Any more pictures of Hampi and bears? I am sure you would have a lot more. Please do share them :-)

EDIT: Did you try out Mango tree restaurant at Hampi?
Thanks Flycatcher. We saw the museum but we did not have energy and time to go inside after being out in the sun for three hours. The Pattabhirama temple next to Museaum is another great place. Hampi requires minimum of four days to justice and explore. No, we also missed out Mango tree restaurant. Next time perhaps.

Quote:
Originally Posted by NPV View Post
Poorna Sir - wonderful gem of a travelogue, lovely pictures, great narrative style makes us feel we are actually out on the trip while reading - Thanks for sharing !
I assume that (large?) part of the credit for the superb pictures must go to your 'official photographer' as well
Would have been a treat if you could have photograped the bears at Daroji. And thanks for all the information on Sandur and Daroji (I'd never heard of this Sanctuary before).

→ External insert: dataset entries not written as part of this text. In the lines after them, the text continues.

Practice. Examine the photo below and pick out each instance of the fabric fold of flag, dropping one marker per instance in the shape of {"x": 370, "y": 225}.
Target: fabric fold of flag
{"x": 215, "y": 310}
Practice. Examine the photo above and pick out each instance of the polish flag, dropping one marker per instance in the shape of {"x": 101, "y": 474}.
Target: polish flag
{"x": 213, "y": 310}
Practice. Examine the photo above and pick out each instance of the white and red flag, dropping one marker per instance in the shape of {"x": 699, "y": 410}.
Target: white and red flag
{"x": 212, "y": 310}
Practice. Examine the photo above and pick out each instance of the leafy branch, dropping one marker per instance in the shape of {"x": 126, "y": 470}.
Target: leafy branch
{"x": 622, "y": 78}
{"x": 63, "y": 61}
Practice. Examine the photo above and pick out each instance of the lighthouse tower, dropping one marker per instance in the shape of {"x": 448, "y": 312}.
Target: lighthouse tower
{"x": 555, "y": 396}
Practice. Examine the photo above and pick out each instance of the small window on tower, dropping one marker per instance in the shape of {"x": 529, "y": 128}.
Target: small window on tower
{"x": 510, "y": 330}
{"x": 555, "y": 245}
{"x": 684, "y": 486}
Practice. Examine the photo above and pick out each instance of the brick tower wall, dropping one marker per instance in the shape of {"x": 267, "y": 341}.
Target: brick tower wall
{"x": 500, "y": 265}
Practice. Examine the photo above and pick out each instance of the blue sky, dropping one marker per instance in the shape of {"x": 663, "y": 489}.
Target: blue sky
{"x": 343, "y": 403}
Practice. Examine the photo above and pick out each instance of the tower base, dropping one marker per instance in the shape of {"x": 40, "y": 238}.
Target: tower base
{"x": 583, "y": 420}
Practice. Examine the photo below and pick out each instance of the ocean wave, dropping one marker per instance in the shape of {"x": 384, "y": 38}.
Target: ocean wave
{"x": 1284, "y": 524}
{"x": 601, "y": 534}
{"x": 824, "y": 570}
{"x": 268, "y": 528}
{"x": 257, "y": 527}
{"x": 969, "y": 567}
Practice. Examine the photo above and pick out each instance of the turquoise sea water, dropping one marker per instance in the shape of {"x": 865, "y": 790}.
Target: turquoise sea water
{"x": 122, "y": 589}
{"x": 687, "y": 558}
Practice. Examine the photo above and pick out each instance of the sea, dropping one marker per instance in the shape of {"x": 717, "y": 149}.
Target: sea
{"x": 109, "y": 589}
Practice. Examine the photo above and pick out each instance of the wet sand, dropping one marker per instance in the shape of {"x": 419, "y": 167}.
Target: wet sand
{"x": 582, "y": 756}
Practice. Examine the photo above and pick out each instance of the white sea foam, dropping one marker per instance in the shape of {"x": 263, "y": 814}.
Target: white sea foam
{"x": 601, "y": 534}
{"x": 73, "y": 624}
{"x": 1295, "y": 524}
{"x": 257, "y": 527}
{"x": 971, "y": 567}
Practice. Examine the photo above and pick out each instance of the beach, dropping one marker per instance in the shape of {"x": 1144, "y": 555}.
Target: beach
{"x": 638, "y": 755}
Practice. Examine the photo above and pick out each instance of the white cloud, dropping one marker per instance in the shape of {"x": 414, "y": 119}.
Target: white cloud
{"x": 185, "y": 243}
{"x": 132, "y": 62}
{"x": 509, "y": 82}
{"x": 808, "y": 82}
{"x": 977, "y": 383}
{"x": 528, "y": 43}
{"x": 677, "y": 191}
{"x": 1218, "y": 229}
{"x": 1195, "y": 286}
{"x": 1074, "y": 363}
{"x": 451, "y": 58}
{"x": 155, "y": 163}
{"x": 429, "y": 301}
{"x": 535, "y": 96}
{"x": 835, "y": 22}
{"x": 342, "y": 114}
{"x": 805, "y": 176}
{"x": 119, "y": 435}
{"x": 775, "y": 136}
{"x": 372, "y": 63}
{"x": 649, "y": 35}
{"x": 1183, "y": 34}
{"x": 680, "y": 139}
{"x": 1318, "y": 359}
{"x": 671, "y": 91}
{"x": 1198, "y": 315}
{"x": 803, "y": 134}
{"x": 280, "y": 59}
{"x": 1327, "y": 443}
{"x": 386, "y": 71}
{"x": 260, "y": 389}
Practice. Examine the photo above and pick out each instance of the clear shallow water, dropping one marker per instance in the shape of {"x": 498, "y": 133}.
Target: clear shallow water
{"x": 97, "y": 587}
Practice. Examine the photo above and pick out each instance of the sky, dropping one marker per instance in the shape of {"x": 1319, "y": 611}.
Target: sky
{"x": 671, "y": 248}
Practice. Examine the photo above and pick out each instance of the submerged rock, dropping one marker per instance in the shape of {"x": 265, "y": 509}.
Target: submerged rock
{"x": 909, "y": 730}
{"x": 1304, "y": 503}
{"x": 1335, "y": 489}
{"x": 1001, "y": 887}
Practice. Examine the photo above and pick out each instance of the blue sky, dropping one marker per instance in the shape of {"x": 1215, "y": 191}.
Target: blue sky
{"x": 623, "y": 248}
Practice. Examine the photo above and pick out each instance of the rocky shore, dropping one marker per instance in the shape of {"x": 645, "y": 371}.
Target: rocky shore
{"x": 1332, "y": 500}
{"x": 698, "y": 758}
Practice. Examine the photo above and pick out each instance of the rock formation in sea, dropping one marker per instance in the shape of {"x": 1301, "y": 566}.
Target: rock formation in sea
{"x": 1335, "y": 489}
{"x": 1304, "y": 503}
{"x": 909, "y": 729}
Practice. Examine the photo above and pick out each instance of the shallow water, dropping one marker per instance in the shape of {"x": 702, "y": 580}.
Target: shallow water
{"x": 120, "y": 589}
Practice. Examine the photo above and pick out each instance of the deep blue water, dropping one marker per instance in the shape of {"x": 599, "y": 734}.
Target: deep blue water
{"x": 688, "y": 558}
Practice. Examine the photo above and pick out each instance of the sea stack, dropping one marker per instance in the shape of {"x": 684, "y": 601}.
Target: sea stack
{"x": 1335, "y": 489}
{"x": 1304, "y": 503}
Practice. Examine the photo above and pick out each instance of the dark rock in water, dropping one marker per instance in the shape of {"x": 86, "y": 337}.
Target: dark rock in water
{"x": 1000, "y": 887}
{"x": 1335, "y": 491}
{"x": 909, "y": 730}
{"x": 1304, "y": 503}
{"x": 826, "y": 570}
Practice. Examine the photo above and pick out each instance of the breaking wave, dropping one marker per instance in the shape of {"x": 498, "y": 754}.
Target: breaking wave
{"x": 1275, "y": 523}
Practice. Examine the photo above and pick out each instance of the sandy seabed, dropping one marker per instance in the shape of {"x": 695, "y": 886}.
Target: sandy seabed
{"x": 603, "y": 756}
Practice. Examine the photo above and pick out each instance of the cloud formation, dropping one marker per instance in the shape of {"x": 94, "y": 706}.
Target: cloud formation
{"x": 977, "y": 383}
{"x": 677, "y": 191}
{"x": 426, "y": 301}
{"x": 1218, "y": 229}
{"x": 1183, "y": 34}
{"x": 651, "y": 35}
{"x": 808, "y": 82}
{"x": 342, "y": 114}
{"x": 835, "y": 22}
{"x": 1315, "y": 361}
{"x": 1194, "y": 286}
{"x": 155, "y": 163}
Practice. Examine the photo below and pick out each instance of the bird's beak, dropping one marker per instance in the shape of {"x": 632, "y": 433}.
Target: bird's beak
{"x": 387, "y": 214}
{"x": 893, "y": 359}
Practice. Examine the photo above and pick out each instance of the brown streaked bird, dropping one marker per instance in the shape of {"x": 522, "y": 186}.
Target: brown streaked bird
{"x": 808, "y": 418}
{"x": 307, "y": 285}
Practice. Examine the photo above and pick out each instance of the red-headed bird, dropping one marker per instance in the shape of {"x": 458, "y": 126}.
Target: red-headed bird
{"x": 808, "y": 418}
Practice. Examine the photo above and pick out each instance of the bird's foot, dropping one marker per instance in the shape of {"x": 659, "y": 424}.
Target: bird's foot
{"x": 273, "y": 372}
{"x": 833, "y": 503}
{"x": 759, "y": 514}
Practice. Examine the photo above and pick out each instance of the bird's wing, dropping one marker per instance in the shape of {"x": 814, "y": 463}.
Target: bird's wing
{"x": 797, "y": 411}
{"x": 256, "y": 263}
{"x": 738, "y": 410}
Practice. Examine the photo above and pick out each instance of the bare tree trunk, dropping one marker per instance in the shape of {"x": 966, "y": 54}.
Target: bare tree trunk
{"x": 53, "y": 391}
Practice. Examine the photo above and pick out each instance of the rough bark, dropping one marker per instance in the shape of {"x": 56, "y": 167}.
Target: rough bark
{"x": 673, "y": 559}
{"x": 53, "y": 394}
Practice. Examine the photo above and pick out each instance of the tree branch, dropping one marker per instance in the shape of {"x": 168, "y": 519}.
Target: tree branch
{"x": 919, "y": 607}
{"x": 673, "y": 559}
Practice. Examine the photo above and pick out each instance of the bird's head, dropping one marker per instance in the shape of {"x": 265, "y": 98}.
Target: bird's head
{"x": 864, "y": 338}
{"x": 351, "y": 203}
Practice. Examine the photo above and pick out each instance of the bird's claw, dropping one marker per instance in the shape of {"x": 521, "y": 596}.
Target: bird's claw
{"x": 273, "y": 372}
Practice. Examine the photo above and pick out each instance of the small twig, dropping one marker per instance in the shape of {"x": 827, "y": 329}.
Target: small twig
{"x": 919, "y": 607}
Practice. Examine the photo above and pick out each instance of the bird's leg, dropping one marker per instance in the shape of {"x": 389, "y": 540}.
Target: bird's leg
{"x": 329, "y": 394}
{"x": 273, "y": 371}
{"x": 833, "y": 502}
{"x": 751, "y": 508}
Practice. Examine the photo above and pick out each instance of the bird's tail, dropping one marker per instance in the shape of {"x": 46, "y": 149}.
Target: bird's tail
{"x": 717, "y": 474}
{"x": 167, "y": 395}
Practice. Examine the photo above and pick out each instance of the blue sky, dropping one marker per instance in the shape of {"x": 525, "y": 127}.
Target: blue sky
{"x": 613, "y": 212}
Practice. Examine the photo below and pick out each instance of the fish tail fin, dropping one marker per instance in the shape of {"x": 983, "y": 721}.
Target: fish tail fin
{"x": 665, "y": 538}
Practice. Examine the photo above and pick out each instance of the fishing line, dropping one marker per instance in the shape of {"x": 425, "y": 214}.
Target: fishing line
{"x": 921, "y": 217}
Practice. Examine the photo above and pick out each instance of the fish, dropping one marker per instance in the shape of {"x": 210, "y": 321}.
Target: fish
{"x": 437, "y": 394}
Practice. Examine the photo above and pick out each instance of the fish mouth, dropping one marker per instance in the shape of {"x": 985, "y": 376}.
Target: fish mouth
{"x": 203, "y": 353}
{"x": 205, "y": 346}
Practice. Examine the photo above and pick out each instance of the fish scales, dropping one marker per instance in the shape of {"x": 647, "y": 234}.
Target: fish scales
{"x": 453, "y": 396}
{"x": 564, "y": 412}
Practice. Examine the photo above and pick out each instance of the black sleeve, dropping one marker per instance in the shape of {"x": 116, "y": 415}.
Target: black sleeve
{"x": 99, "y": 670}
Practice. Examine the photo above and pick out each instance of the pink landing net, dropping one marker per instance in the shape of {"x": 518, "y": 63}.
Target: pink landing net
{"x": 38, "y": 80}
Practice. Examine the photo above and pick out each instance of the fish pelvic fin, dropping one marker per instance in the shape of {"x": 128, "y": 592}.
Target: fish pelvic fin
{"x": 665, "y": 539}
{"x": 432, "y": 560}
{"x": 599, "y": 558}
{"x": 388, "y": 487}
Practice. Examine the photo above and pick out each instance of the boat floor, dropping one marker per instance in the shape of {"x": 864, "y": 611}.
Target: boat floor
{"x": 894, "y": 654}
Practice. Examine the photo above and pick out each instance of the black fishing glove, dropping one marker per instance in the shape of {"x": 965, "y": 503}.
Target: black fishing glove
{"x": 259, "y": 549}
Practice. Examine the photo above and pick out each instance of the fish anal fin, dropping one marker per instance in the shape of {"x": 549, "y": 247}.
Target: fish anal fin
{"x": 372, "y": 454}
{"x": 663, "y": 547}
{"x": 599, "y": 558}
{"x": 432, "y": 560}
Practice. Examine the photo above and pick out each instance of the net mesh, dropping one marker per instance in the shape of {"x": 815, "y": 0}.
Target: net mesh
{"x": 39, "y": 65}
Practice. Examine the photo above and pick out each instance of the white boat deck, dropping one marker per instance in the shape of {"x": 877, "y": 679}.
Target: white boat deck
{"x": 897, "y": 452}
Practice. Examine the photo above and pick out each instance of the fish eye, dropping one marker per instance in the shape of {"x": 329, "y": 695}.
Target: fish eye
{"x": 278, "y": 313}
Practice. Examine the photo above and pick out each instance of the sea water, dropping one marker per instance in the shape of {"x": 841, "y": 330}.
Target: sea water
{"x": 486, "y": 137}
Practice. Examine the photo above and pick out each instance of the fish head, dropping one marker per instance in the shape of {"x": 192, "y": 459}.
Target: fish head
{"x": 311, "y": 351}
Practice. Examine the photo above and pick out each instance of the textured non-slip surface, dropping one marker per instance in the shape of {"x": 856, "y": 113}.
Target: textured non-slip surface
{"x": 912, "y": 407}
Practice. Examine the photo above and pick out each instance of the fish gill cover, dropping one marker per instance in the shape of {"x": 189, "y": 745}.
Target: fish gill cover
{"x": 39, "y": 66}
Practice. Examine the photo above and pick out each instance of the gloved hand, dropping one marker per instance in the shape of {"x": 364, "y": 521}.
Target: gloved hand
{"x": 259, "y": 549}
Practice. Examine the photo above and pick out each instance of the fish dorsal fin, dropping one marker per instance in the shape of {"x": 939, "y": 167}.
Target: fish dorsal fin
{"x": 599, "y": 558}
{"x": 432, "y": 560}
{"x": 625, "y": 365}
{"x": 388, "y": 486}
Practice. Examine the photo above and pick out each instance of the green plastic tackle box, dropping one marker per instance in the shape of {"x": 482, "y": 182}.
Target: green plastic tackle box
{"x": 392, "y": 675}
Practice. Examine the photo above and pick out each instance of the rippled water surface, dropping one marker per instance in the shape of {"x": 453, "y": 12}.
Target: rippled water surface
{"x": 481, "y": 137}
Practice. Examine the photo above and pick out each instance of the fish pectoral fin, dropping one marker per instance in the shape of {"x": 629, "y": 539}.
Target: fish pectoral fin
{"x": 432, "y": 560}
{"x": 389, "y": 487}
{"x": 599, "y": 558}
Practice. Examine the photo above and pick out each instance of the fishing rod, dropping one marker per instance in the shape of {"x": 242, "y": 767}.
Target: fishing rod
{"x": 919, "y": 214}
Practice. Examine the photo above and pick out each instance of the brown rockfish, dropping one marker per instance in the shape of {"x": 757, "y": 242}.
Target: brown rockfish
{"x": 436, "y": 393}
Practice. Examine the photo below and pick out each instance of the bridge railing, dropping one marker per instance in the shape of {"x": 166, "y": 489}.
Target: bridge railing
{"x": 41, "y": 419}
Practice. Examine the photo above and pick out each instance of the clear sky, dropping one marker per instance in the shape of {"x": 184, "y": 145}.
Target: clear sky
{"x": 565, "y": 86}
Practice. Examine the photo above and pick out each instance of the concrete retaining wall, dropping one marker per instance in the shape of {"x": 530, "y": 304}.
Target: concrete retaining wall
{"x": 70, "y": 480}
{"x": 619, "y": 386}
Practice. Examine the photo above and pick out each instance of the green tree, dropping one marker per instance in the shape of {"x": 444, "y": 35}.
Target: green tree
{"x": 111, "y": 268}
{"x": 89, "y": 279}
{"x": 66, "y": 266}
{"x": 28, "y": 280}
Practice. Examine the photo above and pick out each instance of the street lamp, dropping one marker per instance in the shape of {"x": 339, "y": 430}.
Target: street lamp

Looking at the map, I have a question:
Instead of Hiriyur-Challakere-Kudligi-Sandur can't these routes be taken?
a)Chitradurga-Kudligi-Sandur
b)Anantpur-Gooty-Guntakal-Bellary-Sandur

And, "No waiting for Rating" - simply superb, deserves nothing less than 5 stars !
EDIT:I'd only heard the title song of Puttanna's movie "Manasa Sarovara" on radio years back, but now watched the video of the song on the internet to see the lovely landscapes picturised here so many years ago.
Thanks Narayan. Yes, 99% of picture are taken by my wife. I might have clicked couple with Sony cyber shot.

Though you can go via Chitradurga - Kudligi - Sandur, i would recommend the route we took if you want to stay in Sandur and then explore as it is peaceful and you will also get an opportunity to see rural Karnataka as well. If you are planning to go to Hampi and do Sandur as a day trip, then i would recommend you to take Chitradurga - Kudligi - Hospet. The road condition is excellent except for heavy truck traffic. No need to go via Gooty at all.

Quote:
Originally Posted by pjbiju View Post
Thanks Fauji for bringing Sandur to all on the forum. I have visited this place a few times during 1994/95. At that time, the palace had a museum which was open to the public. Never knew it was converted into a heritage hotel.

A few kilometers from TB dam, one can head to Goonda Forest for a dip in the TB Dam reservoir. Again, not many know about Goonda forest. There are a few more places around Hospet which are beautiful places to visit. Need to recollect the names now.

When I took my family to Hampi in 2010 Dec, although we had planned to go to Daroji bear sanctuary we simply did not get enough time to do that. So hopefully we will do another trip in the future.
Thanks Biju. How can i forget your excellent TL on Hampi. I have recommended to so many. Thanks for letting me know about Gooda forest, peculiar name though.

Quote:
Originally Posted by Raghunath Singh View Post
As usual great travelogue.....thanks for bringing the beauty of Sandur to our desktops, as always great detailing aptly supported by fantastic pictures . Has the illegal mining really stopped or is it just an eyewash?
Thanks Raghu. Yes, illegal mining has stopped as we can see from many empty trucks and also after having spoken to locals. Since it is monitored by Supreme court, no one has guts to disobey.

Quote:
Originally Posted by mazda4life View Post
Dear Poorna sir, thanks for the excellent travelogue , all this time i was of the assumption that 'Nari' in 'Narihalla' was related to the animal - Fox ( Nari in kannada is fox).

Just an aisde , there is a very famous stotra in praise of the Yantrodharaka Pranadevaru composed by the Rajaguru of the Vijayanagara kingdom - Sri Vyasarajaru, the saint who ascended the throne of the Vijayanagara empire to help Krishnadevaraya. You can view the stotra @ Yantrodharaka Stotra - English Version | Sri Raghavendra Matha , for the believers, its one of the powerful and potent stotras that can be chanted.
Thanks Mazda4life. Thanks for the link on the Yantrodharaka stotra.